By contrast, conditions which affect our minds and emotions can feel intrinsically linked to our personalities, our morals and our sense of self. This is one of the most difficult parts of dealing with Anxiety or any other mental health issue and, in my opinion, the reason why so many people who’ve experienced both would choose a physical problem over a mental one in the future.
So what can we do to get achieve this distance and separation? How can we view Anxiety as a separate entity, in the same way we would an infection or a broken bone?
Visualisation is by far and away my preferred technique for creating distance from Anxiety. During my earliest therapy sessions we discussed how I could imagine Anxiety as a separate entity and how to confront or work with that vision.
For example, I imagined Anxiety as a dark, chaotic figure and every time I felt that rush of panic, fear or overwhelm I would force myself to visualise the Anxiety figure knocking at a door in my mind. I would imagine opening the door and saying “Okay, come in and take a seat. I know you’re only trying to help me but I just don’t need you at the moment so please just sit in the corner and do your thing while I get on with something else.” When you’re doing this visualisation every time you sense an anxious thought or feeling it can be very exhausting but after a while it really does work. And once you get used to the visualisations you can adapt or shorten them to make it easier.
The beauty of this technique is that by repeatedly visualising the Anxiety as an outside source you’re able to create that much needed breathing space between you and it.

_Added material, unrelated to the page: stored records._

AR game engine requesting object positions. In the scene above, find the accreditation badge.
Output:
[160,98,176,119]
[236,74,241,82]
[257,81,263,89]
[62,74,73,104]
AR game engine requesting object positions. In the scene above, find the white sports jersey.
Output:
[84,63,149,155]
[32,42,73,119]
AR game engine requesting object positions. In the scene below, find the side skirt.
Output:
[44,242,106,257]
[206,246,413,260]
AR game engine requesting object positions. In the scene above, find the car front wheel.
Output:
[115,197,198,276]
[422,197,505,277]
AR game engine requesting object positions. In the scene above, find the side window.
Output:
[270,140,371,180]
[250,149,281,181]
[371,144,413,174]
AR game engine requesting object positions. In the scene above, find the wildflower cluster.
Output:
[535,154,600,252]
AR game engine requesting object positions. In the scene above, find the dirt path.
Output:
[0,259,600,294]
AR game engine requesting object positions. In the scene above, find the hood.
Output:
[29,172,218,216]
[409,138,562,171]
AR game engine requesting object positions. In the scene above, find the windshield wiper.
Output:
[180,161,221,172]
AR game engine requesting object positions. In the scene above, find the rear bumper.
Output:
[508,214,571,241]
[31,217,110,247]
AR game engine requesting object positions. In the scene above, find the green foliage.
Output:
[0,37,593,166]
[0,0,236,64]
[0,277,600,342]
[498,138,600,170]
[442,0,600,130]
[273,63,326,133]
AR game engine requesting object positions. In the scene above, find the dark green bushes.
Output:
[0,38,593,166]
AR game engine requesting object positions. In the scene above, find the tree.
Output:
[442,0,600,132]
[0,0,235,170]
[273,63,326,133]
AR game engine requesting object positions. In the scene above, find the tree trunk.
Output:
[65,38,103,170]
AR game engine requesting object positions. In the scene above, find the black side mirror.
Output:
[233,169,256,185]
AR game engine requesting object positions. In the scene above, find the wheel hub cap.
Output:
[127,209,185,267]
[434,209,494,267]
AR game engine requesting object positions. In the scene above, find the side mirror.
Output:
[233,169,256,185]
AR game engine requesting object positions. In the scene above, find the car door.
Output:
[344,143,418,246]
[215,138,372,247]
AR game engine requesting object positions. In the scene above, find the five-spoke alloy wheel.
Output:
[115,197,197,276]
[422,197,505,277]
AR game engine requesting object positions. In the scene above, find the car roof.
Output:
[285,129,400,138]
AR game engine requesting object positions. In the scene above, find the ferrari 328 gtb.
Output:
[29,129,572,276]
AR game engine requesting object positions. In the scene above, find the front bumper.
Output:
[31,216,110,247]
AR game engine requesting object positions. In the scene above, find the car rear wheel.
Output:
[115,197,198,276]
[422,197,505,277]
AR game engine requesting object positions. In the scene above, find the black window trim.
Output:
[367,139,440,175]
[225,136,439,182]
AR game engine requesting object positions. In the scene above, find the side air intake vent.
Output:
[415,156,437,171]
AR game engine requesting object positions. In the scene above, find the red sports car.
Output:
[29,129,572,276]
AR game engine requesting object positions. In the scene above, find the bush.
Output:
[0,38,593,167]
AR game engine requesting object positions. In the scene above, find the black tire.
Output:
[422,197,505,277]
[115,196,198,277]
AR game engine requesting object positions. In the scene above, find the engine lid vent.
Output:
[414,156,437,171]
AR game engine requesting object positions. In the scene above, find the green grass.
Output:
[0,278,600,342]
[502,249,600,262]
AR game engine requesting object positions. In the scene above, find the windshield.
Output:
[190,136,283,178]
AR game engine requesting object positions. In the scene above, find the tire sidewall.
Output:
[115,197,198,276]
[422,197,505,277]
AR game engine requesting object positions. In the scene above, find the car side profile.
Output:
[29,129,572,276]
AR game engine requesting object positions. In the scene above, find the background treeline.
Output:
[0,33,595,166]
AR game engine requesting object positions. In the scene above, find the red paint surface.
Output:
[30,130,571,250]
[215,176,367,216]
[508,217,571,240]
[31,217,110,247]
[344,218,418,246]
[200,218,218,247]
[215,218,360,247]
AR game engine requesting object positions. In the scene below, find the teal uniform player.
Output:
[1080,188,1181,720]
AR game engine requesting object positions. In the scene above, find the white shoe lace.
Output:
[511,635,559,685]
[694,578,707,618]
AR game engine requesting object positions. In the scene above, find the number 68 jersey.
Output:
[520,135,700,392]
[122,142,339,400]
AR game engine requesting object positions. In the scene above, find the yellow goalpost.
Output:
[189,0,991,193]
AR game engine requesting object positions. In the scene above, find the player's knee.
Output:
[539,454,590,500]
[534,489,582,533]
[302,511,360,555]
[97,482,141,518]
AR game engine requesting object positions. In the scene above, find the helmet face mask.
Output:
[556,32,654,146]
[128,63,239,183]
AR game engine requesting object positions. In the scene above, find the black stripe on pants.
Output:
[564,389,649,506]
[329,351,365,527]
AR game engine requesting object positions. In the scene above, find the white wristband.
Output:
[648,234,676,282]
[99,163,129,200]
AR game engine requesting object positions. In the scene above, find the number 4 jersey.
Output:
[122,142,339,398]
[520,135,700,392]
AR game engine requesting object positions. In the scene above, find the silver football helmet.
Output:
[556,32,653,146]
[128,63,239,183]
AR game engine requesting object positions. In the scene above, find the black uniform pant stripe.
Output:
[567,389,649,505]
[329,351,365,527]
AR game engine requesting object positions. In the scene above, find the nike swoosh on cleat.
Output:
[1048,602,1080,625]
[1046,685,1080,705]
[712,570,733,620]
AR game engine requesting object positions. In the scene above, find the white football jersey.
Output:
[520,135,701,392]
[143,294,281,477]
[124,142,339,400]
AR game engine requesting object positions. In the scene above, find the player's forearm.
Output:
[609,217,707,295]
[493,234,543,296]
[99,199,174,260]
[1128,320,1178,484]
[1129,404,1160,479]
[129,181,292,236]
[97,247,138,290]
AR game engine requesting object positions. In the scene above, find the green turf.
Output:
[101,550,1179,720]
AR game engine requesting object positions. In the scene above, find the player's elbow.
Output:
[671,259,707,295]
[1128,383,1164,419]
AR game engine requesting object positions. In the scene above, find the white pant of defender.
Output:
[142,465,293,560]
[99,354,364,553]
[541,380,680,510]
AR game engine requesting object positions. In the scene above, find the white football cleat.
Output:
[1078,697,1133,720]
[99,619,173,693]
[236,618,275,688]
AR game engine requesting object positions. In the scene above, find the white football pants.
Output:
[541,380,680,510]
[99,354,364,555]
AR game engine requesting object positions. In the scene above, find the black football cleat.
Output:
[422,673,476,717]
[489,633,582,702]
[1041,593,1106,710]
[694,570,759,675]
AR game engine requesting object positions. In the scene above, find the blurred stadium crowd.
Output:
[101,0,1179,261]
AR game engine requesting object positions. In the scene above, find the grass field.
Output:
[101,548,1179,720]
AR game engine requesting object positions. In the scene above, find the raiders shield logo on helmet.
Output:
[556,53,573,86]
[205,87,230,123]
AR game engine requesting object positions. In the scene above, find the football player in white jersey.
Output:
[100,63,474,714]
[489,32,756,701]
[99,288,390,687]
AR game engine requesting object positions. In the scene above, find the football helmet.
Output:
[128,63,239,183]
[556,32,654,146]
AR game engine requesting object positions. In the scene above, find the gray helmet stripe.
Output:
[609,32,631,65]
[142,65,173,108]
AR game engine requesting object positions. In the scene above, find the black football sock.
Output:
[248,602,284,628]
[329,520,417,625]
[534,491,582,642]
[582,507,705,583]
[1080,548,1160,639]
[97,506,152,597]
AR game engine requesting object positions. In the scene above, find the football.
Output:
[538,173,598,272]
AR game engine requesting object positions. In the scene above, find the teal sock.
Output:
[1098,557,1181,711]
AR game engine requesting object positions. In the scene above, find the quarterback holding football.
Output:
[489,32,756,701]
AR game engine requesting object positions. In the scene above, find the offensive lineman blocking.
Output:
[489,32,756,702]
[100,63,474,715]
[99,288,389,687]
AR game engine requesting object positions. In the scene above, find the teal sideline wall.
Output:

Another time I used visualisation was when managing intrusive thoughts, then I used the concept of movies being projected onto clouds. Read more about that here.
Remember the old you
It can be really helpful to look at physical reminders of the person you were before you became unwell. For me this meant looking at photos of when I was happy and healthy in the past, listening to familiar music and watching warm, familiar television shows. Although it can be painful to remind yourself of how different your life was to how it is now it’s also a really important tool for reminding yourself that the Anxiety you’re experiencing is just temporary and it can’t take away your history or your identity.
Remind yourself that it’s just adrenaline
Although it feels complicated and overwhelming, Anxiety is actually pretty straightforward. It’s simply an excess of adrenaline in your body. Your mind has become temporarily stuck in the fight or flight response that is common to all human beings. Once we learn not to react to that adrenaline; not to fear it or tense against it, then it’s perfectly possible to get the balance back to a normal level. Whenever I worried I was “going insane” I would keep telling myself that it’s just an extra bit of adrenaline.
It can be easy to get caught up in thoughts which are predominantly self-abusive when we’re struggling with an Anxiety disorder. We continually beat ourselves up for being weak, stupid, hysterical, not being able to cope etc. None of this is helpful; every time we indulge in this anger or self-pity we’re fuelling the Anxiety.
Being kind to ourselves instead is really useful but obviously a lot easier said than done! I found a self-kindness journal was a good tool – I would write down a positive message to myself every night, as if I were talking to a friend, and list something I’d achieved that day (no matter how small). Read more about how I use lists and journaling in recovery here.
Generally speaking I wouldn’t advise distraction as a positive technique for managing Anxiety. Distraction is an avoidance strategy and running from Anxiety only makes it more powerful in my experience. However, if you’re looking to create space between Anxiety and the true you a little distraction isn’t a bad idea. Spending time with people from your pre-Anxiety life or going to places you used to go can be a good way of reconnecting with your real self.
I hope these techniques are helpful and, if all else fails, just repeat this over and over – You are NOT Anxiety.